R. Allan Freeze and Jay H. Lehr. The Fluoride Wars: How a Modest Public Health Measure Became America's Longest-Running Political Melodrama. Hoboken, N.J.: Wiley, 2009. ix + 383 pp. Ill. $39.95 (978-0-470-44833-5).

A book review published in the Bulletin of the History of Medicine, Volume 84, Number 2, Summer 2010, pp. 314-315

pdf of published review


The proposition seems straightforward: should fluoride be put in public water supplies in order to prevent tooth decay? Fluoridation was tested in the 1940s, endorsed by the U.S. Public Health Service in 1950, and implemented in the United States and many other countries in the following decades. But from the beginning, there was vociferous opposition.

The fluoridation debate was in full swing in the 1950s and continues today in much the same form, with the same sorts of claims and counter-claims. Scientifically, the debate has always been one-sided, with an overwhelming majority of dentists and doctors supporting fluoridation but with a significant minority of critics.

The remarkable persistence of the debate has attracted the attention of social analysts. Attempting to take a middle ground is a perilous enterprise, because the partisans on either side are likely to either adopt a contributor as an ally or attack him or her as an enemy.

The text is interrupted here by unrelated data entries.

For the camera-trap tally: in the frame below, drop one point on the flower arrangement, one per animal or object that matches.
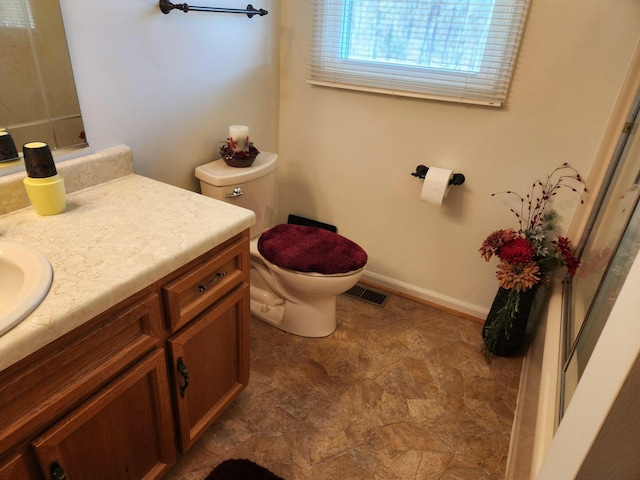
(527, 257)
(238, 158)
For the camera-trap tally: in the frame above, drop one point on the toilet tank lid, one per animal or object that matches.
(220, 174)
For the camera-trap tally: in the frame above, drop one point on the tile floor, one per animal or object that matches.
(399, 392)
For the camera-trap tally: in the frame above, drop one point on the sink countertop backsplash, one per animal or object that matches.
(120, 233)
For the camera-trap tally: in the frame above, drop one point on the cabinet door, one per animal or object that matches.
(210, 364)
(125, 431)
(15, 468)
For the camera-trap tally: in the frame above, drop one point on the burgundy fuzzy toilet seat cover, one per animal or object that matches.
(310, 249)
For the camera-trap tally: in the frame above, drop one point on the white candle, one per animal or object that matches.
(239, 136)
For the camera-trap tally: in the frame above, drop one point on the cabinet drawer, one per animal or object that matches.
(202, 286)
(63, 374)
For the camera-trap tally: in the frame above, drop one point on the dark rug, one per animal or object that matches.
(241, 469)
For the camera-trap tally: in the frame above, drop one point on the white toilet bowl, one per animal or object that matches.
(300, 303)
(289, 295)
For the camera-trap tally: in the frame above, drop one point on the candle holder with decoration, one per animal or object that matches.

Scientists R. Allan Freeze and Jay H. Lehr have boldly entered the fluoridation arena with The Fluoride Wars. Their ambitious aim is to provide a balanced social history of the U.S. controversy. They tackle the major issues in the debate, including arguments over benefits of fluoridation and alleged adverse health impacts such as allergies, cancer, and skeletal fluorosis. They give special attention to dental fluorosis, the staining of teeth due to excess fluoride, typically said by proponents to be of only cosmetic significance but seen by opponents as a sign of fluoride toxicity.

A major contribution of the book is its covering of key developments in recent decades, including the antifluoride position of scientists from the U.S. Environmental Protection Agency, the debate among proponents about whether there is too much fluoride in people's diets, the switch by a few proponents to become opponents, the discrediting of some antifluoride claims, and the support for fluoridation by U.S. courts.

Freeze and Lehr also address the social dynamics of the debate, looking at referenda and statewide implementation measures and commenting on explanations of forces driving the proponents and the opponents. All in all, this is the most comprehensive treatment of the debate available in the literature. It draws on key sources, scientific, sociological, and historical.

Several episodes are given detailed treatment, for example, the first trials in which fluoride was added to town water supplies in the 1940s. The historical detail is not a sustained narrative but more like an occasional highlight, with some irrelevant digressions, such as a lengthy account of the Jonestown massacre, included because it had a deep effect on a key legislative promoter of fluoridation in California.

Freeze and Lehr are sufficiently even-handed that their treatment will please neither side in the debate. The book, though, is not a purely dispassionate account because, as well as discussing the scientific and political issues, the authors want to pass judgment and, in doing so, they often shift from nonpartisan social description to summary judgment that can seem to sweep aside disagreement. In particular, they sum up the debate as if it were a matter only of science and of benefits versus costs. The book is more an assessment of arguments than a social history.

The Fluoride Wars is almost entirely about fluoridation in the United States. The authors mention the situation in other countries but do not pursue the implications of fluoridation outcomes elsewhere. They conclude that popular opposition to fluoridation in the United States is due to risk aversion in referenda, but this does not explain the near absence of fluoridation in Europe, where governments make the decisions.

Freeze and Lehr sometimes make sweeping references to proponents or opponents, attributing the views of a few to an entire movement. Their language is frequently flamboyant and occasionally dismissive, for example in referring to scientist opponents as "zealously committed" (p. 362) - and less commonly labeling proponent scientists in a similar way.

The Fluoride Wars concludes with an appeal for the two warring sides to sit down and talk. Although this suggestion almost certainly will be ignored, Freeze and Lehr have set an admirable example of measured analysis and stimulating writing.

Brian Martin
University of Wollongong, Australia


Thanks to Peter Gibson, Michael Matteson and Selvie Sinage for useful feedback on drafts.